We are not always careful with the words that come out of our mouth. This is probably the reason why some people don't care if they offend someone. They don't pay attention because words don't remain with us, there are invisible as they fly away.

But we catch some of them, sometimes without actually wanting to. And they stay with us forever in our mind, destroying us slowly but surely.

I am not saying we only keep the negative words. We can keep the amazing ones as well. The "I love you", the "I admire you", the "you are the best thing that has ever happened to me".

We all keep them, but unlike the negative words, the positive ones stay in our hearts. And this constant opposition between our mind and our heart begins.

But never forget that: words can kill.'

As soon as I close the front door of my house behind me, I turn off my phone. I struggle to take my coat off, the cast on my left arm is too large to go through the sleeve. How did I put it on in the first place? I pull even harder on the sleeve, wincing at the pressure on my cast. When I finally manage to take it off, I throw it to the floor. I run up the stairs and push the door of my bedroom open. I walk up to my bed and plop down on it, my legs underneath me and my valid hand on my lap.

And I wait. I don't know what I'm waiting for but I still do. Maybe if I stay still long enough I will turn into a statue and never have to face anyone or listen to anything ever again. I wish...

As much as I want to erase what happened today from my memory, I can't. I wish things were this easy. You don't like something, you erase it. You want to change something, you rewind. I would have rewinded my life all the way up to the day Hashley became distant. But this would mean Nathan wouldn't be part of my life. I would have never moved to this city, I would have never met Nathan and his family, I would have never met Nina.

If I was given the possibility to go back in time and change the course of it, I would accept in a heartbeat. I love Nathan so much but Hashley was my sister and I would do anything to see her one last time. I would give up everything I have here.

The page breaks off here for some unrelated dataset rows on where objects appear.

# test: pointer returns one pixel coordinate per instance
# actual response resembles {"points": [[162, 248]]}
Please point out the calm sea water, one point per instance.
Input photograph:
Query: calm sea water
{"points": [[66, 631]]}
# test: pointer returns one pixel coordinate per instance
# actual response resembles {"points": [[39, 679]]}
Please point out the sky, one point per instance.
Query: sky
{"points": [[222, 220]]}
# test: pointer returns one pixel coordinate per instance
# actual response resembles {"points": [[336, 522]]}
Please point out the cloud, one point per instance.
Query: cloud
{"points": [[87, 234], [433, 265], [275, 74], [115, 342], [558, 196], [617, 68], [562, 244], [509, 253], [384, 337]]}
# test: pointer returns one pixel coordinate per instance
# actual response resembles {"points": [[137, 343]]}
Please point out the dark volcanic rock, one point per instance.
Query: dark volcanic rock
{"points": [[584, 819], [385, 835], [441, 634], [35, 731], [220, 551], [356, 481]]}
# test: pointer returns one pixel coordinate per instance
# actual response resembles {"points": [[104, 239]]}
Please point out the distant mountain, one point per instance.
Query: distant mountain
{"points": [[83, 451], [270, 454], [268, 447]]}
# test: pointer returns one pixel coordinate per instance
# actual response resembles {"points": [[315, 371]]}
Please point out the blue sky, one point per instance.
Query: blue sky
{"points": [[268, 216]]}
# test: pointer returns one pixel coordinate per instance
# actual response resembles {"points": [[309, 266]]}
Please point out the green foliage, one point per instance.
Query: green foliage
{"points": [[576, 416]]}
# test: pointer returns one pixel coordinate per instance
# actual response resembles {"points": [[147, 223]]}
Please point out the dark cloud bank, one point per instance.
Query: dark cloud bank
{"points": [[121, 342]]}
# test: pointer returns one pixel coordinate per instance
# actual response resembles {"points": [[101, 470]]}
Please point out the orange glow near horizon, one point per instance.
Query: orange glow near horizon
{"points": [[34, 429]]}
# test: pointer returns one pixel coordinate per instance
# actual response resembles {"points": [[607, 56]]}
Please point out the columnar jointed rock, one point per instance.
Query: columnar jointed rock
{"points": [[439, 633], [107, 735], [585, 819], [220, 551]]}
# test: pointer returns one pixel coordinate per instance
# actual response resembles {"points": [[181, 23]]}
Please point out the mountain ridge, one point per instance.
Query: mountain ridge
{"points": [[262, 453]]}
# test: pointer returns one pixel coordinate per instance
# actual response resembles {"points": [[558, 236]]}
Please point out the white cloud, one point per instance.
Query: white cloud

She was my person, the one I needed the most. I need her right now; I need her so damn much because I'm lost. And she is the only person able to find me.

I stand up and walk towards the desk against the wall. My fingers caress the cover of my notebook, slightly shaking. Am I really going to do this now? Yes, it's high time I read it. I flip the cover open and stare at the envelope. I already read one out of the two letters she left for me. The first one destroyed me, crushed me. I don't know if I can read the other one. What if it's the same kind of letter? It would probably kill me.

In five months, I didn't find it in me to read it. Her words were like darts aiming at my heart, I couldn't take them anymore. I've blamed myself for her suicide, it shattered the good memories we had together. Maybe, just maybe, this letter will help me in a way.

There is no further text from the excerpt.